大ブレイクも「多忙で心を亡くした」大河内志保 プロアスリートとの結婚生活が「食治の学び」の出発点
■芸能界を引退したことが「食の専門家」への第一歩に ── クラリオンガールとしての活動がきっかけで、新庄選手と出会ったそうですね。交際を始めてから芸能界を引退されましたが、どのような思いで決断されたのでしょうか。 大河内さん:私が初めて球場に足を運んだとき、彼が背負う期待の大きさを目の当たりにしたことが転機となったように感じています。大阪の地で、どれだけ阪神が愛されていて、どれだけ彼がスター的存在であるかを知った瞬間から、「野球だけに集中できる環境をつくってあげたい」と考え始め、引退への覚悟が徐々に固まっていきました。
だから引退後も「サポート」というより、「私がもうひとりの新庄剛志になろう」と。「彼が『野球』を、私が『それ以外』をしよう」と覚悟を決め、食事などの生活面からメンタル面のケア、メディア出演などのブランディングまで、すべてを担うことにしました。 ── 二人三脚で、同じ夢を追いかけたのですね。 大河内さん:彼は、大阪だけにとどまらず、全国、海外へと活躍の場を広げて「世界のスーパースターになりたい」と考えていました。私もその目標に向けて、彼を全力でプロデュースしていったんです。

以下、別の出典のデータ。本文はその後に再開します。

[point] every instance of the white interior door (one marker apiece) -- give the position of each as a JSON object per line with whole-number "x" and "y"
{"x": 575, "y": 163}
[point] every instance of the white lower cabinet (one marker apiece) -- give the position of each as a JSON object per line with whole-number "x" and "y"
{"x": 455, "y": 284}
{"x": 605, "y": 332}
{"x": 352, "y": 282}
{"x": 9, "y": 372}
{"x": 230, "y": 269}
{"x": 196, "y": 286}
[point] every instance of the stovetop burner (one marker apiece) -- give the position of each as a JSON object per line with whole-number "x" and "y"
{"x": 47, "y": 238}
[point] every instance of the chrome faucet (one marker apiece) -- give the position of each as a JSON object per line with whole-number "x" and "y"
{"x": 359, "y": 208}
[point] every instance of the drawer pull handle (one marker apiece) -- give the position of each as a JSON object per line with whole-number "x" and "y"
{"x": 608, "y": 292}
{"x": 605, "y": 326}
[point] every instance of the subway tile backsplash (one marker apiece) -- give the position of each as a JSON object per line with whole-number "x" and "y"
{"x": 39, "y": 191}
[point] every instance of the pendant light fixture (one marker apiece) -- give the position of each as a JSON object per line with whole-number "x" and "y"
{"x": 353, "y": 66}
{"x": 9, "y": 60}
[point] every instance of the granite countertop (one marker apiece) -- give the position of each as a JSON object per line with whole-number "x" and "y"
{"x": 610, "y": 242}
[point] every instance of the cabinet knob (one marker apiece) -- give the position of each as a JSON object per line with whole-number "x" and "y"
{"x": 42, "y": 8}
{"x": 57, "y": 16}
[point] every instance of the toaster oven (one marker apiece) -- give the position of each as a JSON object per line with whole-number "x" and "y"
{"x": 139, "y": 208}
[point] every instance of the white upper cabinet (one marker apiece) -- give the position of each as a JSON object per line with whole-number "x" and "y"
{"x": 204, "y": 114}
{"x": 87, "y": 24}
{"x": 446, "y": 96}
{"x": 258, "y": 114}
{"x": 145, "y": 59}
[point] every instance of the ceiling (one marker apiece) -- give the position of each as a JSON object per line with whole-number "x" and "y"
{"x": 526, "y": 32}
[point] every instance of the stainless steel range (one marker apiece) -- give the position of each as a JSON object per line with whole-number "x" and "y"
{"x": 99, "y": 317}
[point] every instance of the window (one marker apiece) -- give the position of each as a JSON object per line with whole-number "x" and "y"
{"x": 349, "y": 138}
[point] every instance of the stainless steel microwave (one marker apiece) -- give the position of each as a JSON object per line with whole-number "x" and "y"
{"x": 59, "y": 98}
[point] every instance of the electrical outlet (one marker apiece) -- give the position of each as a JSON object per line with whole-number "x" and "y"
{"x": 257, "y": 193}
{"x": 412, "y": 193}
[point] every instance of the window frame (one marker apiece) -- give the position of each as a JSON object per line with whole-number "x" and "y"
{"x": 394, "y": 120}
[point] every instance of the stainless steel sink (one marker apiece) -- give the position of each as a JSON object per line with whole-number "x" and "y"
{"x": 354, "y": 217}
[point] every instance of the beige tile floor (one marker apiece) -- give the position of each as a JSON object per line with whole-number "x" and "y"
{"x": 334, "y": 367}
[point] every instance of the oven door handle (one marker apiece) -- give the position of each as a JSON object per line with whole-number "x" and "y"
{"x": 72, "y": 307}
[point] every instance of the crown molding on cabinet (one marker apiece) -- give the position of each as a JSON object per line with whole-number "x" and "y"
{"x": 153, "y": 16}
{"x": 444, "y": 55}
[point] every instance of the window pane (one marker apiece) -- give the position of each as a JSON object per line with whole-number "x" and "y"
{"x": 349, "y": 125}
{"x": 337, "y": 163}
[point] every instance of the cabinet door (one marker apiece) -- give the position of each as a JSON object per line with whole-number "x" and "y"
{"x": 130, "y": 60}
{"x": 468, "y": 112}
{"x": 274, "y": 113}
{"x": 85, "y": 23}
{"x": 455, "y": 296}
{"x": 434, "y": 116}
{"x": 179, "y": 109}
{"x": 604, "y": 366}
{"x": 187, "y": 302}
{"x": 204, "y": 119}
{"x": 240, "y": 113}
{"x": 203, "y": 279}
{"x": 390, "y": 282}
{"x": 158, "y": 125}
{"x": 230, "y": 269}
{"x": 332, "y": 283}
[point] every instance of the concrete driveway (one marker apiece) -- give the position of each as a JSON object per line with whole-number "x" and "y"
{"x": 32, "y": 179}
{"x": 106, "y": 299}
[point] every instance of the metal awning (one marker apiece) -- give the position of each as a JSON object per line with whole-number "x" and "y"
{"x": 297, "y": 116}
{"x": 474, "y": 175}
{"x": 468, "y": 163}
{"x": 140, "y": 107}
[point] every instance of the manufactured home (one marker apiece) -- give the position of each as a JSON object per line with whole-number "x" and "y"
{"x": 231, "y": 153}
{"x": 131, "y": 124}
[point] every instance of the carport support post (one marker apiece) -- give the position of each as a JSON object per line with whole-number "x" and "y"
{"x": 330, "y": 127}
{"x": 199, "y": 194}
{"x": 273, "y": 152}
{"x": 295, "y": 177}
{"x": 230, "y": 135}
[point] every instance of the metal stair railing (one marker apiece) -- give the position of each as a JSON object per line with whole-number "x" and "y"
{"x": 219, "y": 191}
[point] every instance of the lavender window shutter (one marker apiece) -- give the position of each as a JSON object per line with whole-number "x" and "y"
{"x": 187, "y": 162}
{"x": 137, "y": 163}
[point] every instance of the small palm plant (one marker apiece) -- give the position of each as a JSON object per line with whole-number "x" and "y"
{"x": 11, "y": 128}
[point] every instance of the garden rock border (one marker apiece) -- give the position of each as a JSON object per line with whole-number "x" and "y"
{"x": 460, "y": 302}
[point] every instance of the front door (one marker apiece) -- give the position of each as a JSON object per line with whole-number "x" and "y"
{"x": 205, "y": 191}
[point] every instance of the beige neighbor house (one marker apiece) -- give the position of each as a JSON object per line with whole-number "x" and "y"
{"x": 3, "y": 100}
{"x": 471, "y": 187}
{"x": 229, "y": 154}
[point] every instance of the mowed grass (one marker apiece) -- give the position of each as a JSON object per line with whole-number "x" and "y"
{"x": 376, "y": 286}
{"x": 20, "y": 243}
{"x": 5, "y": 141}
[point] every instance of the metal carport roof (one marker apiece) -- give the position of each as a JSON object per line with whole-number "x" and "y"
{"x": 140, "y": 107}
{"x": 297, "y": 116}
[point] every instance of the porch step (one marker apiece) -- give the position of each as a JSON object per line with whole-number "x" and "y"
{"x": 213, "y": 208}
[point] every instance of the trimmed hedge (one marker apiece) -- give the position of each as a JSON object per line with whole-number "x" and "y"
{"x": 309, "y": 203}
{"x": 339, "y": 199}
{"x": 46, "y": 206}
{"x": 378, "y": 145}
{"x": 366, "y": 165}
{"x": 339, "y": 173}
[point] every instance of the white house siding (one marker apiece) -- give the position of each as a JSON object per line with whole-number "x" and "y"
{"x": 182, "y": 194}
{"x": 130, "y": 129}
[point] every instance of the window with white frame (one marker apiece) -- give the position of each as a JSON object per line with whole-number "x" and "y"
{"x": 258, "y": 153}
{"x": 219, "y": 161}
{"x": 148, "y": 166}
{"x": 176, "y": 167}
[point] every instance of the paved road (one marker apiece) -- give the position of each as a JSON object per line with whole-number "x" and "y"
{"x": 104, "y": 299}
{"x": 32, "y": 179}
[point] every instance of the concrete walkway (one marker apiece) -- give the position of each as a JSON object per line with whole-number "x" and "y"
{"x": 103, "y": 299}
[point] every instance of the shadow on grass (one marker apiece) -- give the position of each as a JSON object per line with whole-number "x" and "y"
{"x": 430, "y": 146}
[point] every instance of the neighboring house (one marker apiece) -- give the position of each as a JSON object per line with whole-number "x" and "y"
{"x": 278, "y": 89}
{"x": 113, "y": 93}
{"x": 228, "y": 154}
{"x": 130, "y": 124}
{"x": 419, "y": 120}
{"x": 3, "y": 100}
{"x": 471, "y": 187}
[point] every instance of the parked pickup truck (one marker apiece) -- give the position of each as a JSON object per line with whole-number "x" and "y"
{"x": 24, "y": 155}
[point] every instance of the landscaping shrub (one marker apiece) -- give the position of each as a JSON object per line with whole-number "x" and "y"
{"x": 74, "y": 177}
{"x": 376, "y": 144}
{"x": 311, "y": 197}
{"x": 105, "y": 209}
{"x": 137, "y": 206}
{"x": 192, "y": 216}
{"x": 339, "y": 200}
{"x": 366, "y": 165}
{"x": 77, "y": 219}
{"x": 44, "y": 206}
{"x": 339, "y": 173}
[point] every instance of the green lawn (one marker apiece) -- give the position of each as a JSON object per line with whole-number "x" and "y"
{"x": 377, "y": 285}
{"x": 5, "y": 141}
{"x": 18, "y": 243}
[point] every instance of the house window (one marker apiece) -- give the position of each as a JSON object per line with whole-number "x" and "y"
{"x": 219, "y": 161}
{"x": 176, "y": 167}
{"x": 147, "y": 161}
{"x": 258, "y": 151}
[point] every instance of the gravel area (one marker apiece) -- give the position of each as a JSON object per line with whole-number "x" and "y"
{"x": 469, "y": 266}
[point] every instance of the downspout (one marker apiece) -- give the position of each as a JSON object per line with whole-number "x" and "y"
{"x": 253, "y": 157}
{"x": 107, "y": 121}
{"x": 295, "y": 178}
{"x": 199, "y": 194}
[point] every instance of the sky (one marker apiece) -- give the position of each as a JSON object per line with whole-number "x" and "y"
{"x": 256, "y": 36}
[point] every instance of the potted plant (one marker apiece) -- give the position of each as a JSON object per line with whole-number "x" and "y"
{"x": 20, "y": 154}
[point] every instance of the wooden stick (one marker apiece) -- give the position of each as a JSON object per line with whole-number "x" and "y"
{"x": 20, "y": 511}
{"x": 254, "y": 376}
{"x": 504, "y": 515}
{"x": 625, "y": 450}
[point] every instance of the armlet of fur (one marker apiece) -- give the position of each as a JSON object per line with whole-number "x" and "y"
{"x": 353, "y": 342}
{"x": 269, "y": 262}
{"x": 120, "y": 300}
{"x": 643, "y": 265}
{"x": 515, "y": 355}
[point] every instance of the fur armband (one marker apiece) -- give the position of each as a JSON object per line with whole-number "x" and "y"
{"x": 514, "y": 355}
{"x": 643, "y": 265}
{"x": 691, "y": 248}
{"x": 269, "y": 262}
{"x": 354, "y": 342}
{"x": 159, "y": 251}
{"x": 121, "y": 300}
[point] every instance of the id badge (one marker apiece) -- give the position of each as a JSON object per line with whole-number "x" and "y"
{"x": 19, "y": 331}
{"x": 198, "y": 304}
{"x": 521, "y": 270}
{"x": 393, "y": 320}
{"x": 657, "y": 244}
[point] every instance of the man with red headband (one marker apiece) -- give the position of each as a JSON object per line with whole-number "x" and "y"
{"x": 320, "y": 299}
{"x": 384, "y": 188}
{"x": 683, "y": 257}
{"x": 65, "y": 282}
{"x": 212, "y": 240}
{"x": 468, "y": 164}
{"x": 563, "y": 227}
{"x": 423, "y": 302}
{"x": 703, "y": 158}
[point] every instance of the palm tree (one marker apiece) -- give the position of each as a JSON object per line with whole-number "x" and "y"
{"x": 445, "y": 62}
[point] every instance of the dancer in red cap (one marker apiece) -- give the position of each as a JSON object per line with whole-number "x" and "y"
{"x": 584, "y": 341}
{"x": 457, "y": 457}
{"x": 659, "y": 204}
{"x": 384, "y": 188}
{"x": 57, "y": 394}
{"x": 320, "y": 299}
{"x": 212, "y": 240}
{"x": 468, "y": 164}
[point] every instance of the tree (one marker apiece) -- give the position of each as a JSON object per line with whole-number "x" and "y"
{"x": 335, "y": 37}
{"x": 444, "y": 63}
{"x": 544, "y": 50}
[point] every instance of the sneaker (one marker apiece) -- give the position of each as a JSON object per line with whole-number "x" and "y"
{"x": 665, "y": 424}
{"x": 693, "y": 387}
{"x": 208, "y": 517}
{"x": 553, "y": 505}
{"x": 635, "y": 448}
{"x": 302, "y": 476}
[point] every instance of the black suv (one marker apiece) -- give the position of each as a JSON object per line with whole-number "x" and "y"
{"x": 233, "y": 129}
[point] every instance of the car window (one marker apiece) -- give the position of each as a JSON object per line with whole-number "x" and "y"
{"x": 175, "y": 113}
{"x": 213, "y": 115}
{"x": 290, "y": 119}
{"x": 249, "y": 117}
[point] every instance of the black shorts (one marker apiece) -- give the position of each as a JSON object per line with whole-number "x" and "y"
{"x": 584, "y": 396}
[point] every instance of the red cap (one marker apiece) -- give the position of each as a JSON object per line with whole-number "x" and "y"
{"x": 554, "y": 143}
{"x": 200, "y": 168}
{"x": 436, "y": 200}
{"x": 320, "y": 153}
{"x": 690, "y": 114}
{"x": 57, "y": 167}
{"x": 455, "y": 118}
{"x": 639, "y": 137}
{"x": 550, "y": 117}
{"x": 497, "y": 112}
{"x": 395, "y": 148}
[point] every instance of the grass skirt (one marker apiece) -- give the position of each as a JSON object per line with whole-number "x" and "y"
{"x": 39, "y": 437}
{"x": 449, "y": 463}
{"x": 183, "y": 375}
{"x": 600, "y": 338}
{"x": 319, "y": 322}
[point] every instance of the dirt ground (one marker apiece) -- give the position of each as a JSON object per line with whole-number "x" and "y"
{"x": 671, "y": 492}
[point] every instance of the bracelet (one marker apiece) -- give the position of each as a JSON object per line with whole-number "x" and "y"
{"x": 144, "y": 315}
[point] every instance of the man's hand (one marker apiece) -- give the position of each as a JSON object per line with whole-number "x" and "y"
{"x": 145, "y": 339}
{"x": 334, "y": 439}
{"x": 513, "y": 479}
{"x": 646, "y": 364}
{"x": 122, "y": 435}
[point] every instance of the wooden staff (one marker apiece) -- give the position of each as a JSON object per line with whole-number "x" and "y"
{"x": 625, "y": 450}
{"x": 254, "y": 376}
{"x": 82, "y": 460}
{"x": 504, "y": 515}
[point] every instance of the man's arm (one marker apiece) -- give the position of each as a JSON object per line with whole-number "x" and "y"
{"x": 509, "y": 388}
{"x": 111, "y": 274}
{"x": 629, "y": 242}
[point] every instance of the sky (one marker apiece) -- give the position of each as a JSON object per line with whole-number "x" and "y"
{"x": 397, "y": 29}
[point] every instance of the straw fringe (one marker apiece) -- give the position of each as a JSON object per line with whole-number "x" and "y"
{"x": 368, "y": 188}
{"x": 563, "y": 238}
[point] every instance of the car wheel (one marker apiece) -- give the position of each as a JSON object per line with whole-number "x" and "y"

── 調理師免許を取得したのも、新庄さんの栄養面を考えてのことでしょうか。 大河内さん:そうですね。モデル時代は忙しくて自炊する暇もなかったのですが、アスリートを食事でサポートするためには、栄養学からきちんと知識を身につけなければいけません。そう考えて、23歳のときに香川女子栄養大学に入学し、調理師免許を取得することにしたんです。また、外食だと人目が気になりますし、野球だと長いシーズン中で多忙のなか、なかなか外食ができないことも。どのような状況でも、多彩なジャンルの料理を、自宅で楽しめるようにしてあげたいという思いもありました。
■アメリカ生活で得た「パフォーマンスが向上する食事」 ── 2000年に新庄さんと結婚し、メジャーリーグに挑戦するために渡米されました。アメリカ生活では、日本で得た料理の知識がどのように役立ちましたか? 大河内さん:当初、シーズン中に私をひとりにするのも心配だということもあり帰国する予定で、彼の生活スタイルを整え、私は帰国。彼ひとりでアメリカ生活を送りました。ただ、シーズンが始まってすぐに、彼が太ももを故障して。それを知ったとき「やはり異国で活躍するためには食事管理を徹底しなければ」と直感しました。日本の食材をスーツケースに詰め込んで、トレーナーとともにすぐにアメリカに渡ったんです。